Duration: January 2022 - December 2026
Subsidy provider: NWO Large-Scale Infrastructure Programme
Subsidy size: 3.8 million euro
Remarkable: The GLOBALISE-infrastructure makes it much easier for researchers to conduct research in the so-called ‘Overgekomen Brieven en Papieren’ (‘Letters and papers received’, OBP).
Valorisation: We expect to deliver a first prototype of the research infrastructure in early 2024; all tools and data will be available by the end of 2026.

The GLOBALISE project will make it much easier to do research with the so-called ‘Overgekomen Brieven en Papieren’ (‘Letters and papers received’, OBP) of the Dutch East India Company (VOC). These documents from the 17th and 18th centuries not only provide a view of the organization of the VOC and the colonized societies under its rule, but are also brimming with unique data about the peoples and regions with which it came into contact.

Unique world heritage made digitally accessible

The OBP is the most interesting and important document series in the VOC archives. It consists of almost 5 million handwritten pages that were sent from Batavia to the Dutch Republic. Many documents have not yet been studied. This is not only because of the size of the series, but also because of the language barrier and the difficult handwriting. GLOBALISE will make it easier for everyone in the world to conduct research with these documents. The entire series was recently scanned by the National Archives in The Hague.

From scan to knowledge graph

GLOBALISE will make this resource more accessible by first converting the handwritten documents into computer-readable text using advanced automatic handwritten text recognition techniques. Next, we train language models to recognize entities (such as people, places, goods, and ships), events (such as diplomatic missions, ship voyages, wars, and rebellions), and dates in the text. Subsequently, we will try to link these data—many millions of entities and events—to a “digital encyclopaedia” of entities and events that we are compiling from different sources used by the project.

The identification of entities and events through links to data in the digital encyclopaedia is initially carried out automatically and then curated using manual checks. In addition, we label the entities and events with terms from a GLOBALISE thesaurus and then place all data in their original context in a knowledge graph. As this will be a large-scale undertaking, we plan to invite guest researchers and the wider interested public to help us annotate and enrich the texts.

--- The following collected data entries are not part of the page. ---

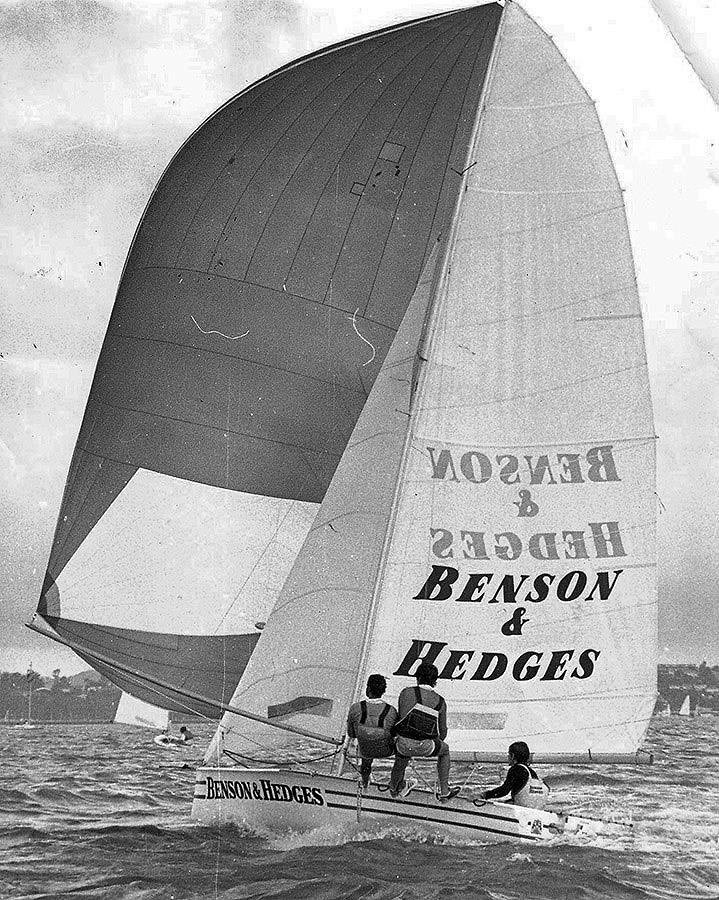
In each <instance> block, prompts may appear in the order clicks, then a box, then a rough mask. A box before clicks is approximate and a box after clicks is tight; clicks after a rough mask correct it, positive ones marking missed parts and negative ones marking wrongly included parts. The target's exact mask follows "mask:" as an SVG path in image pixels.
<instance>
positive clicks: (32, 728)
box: [15, 666, 37, 729]
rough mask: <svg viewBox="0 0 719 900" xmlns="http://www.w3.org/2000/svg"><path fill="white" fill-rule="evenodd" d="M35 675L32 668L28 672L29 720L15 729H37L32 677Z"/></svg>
mask: <svg viewBox="0 0 719 900" xmlns="http://www.w3.org/2000/svg"><path fill="white" fill-rule="evenodd" d="M34 674H35V673H34V672H33V670H32V666H31V667H30V668H29V669H28V671H27V720H26V721H25V722H19V723H18V724H17V725H15V728H25V729H36V728H37V725H35V724H34V723H33V721H32V692H33V682H32V677H31V676H33V675H34Z"/></svg>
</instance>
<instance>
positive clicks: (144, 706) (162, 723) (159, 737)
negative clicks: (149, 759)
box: [113, 691, 182, 751]
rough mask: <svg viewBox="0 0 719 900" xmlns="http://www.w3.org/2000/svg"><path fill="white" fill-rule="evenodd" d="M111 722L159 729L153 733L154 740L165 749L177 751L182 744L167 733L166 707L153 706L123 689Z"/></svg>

The encyclopaedia, the thesaurus and the linguistic model describing the relationships between entities and events will all be shared in English. This will make it possible for researchers with limited knowledge of (old) Dutch to track down the data relevant to their work. An easily accessible user interface will allow anyone to wander through the data, create search queries and generate overview visualizations. In this way, GLOBALISE will facilitate the acceleration and broadening of research on early-modern Asia and the VOC.

A long tradition

With the GLOBALISE project, the Huygens Institute is once again making an important historical resource digitally accessible to the public. The GLOBALISE team is building on the expertise of earlier infrastructure projects, such as Golden Agents and REPUBLIC. In addition, GLOBALISE fits into a long tradition of making VOC sources more widely accessible: between 1960 and 2017, the Huygens Institute and its predecessors published fourteen volumes of transcriptions and editorial notes of the General Letters, which are a series of summary reports within the much larger collection of documents that GLOBALISE processes.

GLOBALISE is a collaboration of the Huygens Institute with the International Institute of Social History, and the Digital Infrastructure department of the KNAW Humanities Cluster, the Computational Linguistics & Text Mining Lab of the Vrije Universiteit Amsterdam, the CREATE research program of the University of Amsterdam, and the Dutch National Archives. The project team consists of historians, computational linguists, data specialists and software developers. We expect to deliver a first prototype of the research infrastructure in early 2024; all tools and data will be open access available by the end of 2026.